The Paperboy. Another young hunk goes indie. In this adaptation of the Pete Dexter novel, Efron is a reporter investigating a murder case. John Cusack is the man on Death Row; Kidman and McConaughey costar in Lee Daniels’ first feature since Precious, a hit at Cannes three years ago. (Plays here Thursday the 25th; no U.S. release date set.)

Cosmopolis. Pattinson plays a 28-year-old billionaire financial guru tripping across Manhattan in his stretch limo and risks crashing along with the market he so ruthlessly plays. One way or another, everyone’s a vampire. Cronenberg, a veteran connoisseur of creepy, films Don DeLillo’s 2003 novel. (Plays here Friday the 26th; no U.S. release date set.)

CRITICS’ DARLINGS

Beyond the Hills.
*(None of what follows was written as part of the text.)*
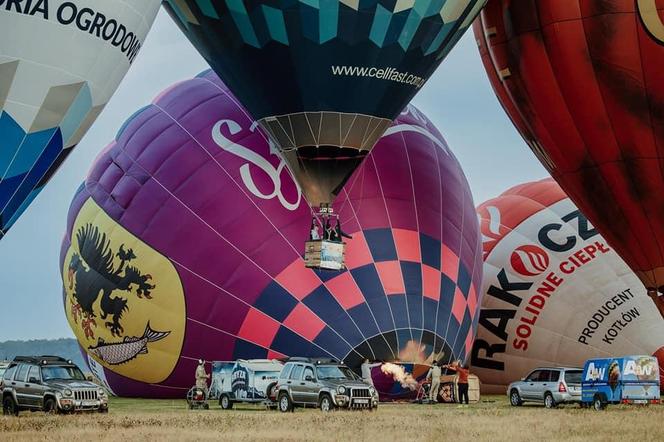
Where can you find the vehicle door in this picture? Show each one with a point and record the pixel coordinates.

Cristian Mungiu’s powerful 4 Months, 2 Weeks and 3 Days — also known as “the Romanian abortion movie” — took the Palme d’Or in 2007, beating the Coen brothers’ Oscar winner No Country for Old Men. Mungiu’s first feature since then heads every critic’s must-see list. (Plays Saturday.)
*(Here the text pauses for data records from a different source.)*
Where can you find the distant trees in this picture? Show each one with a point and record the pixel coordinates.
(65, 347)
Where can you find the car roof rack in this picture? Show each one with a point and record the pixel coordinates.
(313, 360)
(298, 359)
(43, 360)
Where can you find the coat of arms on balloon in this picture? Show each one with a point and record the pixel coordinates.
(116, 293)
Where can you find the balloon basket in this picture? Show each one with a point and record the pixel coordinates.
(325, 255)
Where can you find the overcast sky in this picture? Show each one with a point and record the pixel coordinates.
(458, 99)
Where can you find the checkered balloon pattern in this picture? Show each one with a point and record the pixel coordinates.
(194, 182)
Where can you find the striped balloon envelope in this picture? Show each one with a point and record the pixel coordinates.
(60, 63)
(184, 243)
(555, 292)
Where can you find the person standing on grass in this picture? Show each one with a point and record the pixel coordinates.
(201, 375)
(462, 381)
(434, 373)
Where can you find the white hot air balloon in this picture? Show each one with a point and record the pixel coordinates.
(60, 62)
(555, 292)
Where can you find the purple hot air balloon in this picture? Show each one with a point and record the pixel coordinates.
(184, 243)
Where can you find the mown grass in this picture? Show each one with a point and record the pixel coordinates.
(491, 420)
Amour. Haneke, whose 2009 Cannes Palme-winner The White Ribbon you will find on a Very Important TIME list later this week (subtle plug for our forthcoming Millennium Movies package), is back with a story of elderly music teachers and their daughter. Ageless French stars Jean-Louis Trintignant (Brigitte Bardot’s beau in the 1956 And God Created Woman) and Emmanuelle Riva (star of Hiroshima mon amour) join three-time Haneke veteran Isabelle Huppert for an encounter that should be both dark and illuminating. (Plays Sunday.)

Seven Days in Havana. A week in Cuba’s capital: one day for a short story from each of seven directors. Three of the filmmakers are world-class — crazy-great Gaspar Noë (Into the Void), Palestinian satirist Elia Suleiman (The Time That Remains) and 2008 Palme d’Or champ Laurent Cantet (The Class) — and a fourth is the Puerto Rican-born actor Benicio Del Toro, who played Guevara in Steven Soderberg’s Che. We’re hoping for several vignettes of wonder. (Plays Wednesday the 23rd).
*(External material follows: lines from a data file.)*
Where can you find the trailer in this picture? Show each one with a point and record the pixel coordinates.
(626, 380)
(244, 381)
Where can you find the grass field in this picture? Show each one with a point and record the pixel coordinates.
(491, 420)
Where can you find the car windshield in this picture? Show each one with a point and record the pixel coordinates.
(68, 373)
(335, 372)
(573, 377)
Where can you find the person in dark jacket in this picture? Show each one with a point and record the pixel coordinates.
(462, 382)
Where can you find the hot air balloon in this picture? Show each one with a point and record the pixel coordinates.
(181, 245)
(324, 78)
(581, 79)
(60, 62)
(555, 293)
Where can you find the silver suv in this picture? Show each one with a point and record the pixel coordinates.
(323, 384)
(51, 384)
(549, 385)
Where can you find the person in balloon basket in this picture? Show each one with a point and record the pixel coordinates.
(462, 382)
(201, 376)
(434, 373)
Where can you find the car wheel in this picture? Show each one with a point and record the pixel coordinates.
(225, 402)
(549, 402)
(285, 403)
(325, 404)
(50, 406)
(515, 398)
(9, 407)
Mud. Jeff Nichols and Michael Shannon, director and star of last year’s indie pleasure Take Shelter, team again for Nichols’ tale of a fugitive and the teen boys who share his secret. With Reese Witherspoon, Matthew McConaughey and Sam Shepard. (Plays Saturday the 26th, the last day of the Competition.)

So many tantalizing journeys beckon over our next 12 days in Cannes. The deepest hope of these two film inspectors is that you will share the trip, virtually, with us.